One of the reasons Irene enjoyed Martha’s company was the opportunity to speak English. At home Ernst had ordained that they should speak only German, and although Irene had grown entirely used to it, everything about the language, from its long words stuck together with the nouns bolted on, to the verbs obediently banished to the back of the sentence, seemed to remove something of herself. The grammar tangled her thoughts, fencing them in, and she never lost the sensation that she was playing a part. She missed her mother tongue, especially as she increasingly had no idea when she would see England again.
“Unfortunately I understood all too well. Though I suppose it’s no surprise when you look at their wives. I’ve seen happier faces on a fishmonger’s slab.”
Martha cast a puckish glance at her former dance partner, now shuffling a woman in Bavarian costume around the dance floor with all the finesse of a man trying to shift a filing cabinet.
“God, I wouldn’t be seen dead in a dirndl!”
As if to illustrate her point, she gave a little wiggle in her low-cut, black satin sheath. She herself was lean as a whippet, her eyes were shadowed with kohl, her cheeks rouged, and her lips painted vivid scarlet, all in joyous defiance of the Nazi disapproval of feminine cosmetics. Martha Dodd’s looks had, according to Ernst, propelled “a telephone book of top men” into bed with her, including Rudolf Diels, former head of the secret police; Ernst Udet, the Luftwaffe flying ace; not to mention a French diplomat, Armand Berard, and more recently, Louis Ferdinand, the Prince of Prussia. Ernst had run through this eclectic list with tight-lipped disdain, and Irene couldn’t help wondering exactly how he knew, but she supposed it was just another example of her husband’s close attention to detail.

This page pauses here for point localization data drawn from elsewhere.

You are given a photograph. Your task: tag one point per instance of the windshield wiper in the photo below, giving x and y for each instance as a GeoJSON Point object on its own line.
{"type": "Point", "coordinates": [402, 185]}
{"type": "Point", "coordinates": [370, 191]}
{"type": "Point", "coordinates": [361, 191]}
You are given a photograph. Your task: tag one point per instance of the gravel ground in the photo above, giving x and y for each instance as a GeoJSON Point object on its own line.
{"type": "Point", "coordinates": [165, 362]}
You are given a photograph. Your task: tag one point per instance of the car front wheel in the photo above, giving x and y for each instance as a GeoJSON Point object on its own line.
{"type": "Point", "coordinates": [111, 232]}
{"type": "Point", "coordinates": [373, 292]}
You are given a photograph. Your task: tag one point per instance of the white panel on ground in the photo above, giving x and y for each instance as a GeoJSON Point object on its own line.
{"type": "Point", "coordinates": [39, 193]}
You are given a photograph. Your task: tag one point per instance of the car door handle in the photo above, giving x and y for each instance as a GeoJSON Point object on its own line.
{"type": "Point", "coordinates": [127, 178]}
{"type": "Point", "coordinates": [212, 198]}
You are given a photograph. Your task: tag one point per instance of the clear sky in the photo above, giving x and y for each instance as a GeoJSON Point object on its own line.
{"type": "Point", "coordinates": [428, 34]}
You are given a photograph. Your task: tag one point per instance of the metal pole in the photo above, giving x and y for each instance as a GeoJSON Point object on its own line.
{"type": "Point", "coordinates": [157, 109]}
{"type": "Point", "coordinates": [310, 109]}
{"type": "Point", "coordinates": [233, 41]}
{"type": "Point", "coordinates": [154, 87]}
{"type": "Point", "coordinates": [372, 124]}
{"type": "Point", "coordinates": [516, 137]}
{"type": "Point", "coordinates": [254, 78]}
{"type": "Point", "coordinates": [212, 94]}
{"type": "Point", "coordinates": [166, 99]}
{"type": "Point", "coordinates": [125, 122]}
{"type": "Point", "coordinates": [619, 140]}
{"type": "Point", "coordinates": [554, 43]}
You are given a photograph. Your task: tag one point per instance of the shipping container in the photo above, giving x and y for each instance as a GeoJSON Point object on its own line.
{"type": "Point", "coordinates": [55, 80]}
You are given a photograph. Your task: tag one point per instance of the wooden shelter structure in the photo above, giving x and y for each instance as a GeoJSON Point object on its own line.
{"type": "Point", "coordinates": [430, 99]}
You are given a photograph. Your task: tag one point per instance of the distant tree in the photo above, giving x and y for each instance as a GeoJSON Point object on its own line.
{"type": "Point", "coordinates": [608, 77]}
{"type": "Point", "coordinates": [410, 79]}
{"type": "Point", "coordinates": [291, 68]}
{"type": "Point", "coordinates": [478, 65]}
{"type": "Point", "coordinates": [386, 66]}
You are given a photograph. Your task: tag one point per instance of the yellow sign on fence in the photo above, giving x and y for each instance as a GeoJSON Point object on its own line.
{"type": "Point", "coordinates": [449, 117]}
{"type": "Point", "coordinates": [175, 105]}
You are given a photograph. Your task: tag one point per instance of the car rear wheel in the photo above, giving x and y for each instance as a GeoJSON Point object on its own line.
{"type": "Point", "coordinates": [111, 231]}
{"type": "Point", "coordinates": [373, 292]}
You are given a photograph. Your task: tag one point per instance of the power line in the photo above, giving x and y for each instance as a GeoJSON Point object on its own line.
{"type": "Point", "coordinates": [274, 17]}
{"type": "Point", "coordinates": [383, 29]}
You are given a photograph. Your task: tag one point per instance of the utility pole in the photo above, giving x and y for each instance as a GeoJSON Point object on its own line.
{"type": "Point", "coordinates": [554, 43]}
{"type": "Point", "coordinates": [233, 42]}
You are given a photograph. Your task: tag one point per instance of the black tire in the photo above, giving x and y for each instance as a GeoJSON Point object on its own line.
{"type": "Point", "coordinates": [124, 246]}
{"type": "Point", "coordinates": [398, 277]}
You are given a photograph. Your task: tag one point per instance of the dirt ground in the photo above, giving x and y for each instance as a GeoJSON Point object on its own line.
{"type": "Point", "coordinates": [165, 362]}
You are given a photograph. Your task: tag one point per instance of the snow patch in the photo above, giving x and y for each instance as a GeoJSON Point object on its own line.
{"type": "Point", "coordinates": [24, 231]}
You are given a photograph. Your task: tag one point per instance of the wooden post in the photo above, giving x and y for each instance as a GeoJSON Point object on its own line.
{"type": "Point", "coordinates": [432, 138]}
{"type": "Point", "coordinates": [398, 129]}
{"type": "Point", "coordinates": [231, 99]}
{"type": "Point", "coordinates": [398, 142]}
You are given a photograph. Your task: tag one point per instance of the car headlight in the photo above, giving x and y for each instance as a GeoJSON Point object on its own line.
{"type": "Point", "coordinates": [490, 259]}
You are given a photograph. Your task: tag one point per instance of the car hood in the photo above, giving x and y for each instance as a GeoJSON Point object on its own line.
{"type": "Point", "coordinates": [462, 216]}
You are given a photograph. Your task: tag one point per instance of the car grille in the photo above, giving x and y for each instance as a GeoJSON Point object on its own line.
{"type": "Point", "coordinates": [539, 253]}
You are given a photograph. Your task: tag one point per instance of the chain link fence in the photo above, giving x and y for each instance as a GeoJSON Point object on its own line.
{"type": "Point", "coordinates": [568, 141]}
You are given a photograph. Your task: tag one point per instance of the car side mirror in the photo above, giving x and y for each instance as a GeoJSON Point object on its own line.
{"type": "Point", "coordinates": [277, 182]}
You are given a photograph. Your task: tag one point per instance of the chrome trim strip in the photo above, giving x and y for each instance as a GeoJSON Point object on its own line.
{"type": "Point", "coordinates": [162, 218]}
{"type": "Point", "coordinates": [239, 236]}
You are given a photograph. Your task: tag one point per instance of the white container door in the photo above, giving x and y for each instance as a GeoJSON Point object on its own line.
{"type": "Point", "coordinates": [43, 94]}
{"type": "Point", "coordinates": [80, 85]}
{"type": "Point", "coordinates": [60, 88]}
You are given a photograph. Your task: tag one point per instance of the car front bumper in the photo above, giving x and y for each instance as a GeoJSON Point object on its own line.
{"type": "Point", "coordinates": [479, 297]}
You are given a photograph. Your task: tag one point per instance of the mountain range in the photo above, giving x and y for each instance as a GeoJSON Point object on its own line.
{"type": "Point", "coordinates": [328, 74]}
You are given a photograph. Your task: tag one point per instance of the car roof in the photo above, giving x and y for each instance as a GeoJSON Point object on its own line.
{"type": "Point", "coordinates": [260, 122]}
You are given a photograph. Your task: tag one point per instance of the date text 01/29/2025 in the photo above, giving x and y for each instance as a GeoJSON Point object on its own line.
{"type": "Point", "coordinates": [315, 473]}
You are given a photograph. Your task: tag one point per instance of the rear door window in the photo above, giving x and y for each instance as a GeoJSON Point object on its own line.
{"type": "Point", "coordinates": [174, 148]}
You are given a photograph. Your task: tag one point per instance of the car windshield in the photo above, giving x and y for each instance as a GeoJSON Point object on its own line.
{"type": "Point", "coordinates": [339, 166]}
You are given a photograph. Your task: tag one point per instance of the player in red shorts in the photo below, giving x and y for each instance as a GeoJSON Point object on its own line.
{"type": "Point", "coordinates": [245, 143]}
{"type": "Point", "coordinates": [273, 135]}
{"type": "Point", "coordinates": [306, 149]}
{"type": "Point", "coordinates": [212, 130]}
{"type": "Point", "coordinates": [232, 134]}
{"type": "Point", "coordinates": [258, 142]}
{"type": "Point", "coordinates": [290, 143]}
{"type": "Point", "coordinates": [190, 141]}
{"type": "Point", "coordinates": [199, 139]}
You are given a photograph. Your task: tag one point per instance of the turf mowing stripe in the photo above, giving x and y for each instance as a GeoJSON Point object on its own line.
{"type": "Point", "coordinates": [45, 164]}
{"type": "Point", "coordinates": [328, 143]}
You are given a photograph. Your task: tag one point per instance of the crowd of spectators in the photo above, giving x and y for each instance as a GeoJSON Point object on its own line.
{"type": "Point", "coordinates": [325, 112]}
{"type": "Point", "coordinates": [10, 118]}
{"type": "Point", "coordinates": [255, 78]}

“The men aren’t much better. Look at the outfits on that pair.” She nodded in the direction of two mustachioed officers at a nearby table. “I’ve seen better tailoring above my appendix. No wonder the SS order their uniforms from Hugo Boss.”
Emboldened by the attention, the men beckoned a waiter and sent over two cocktails. Accepting one, Martha raised her glass with a grin.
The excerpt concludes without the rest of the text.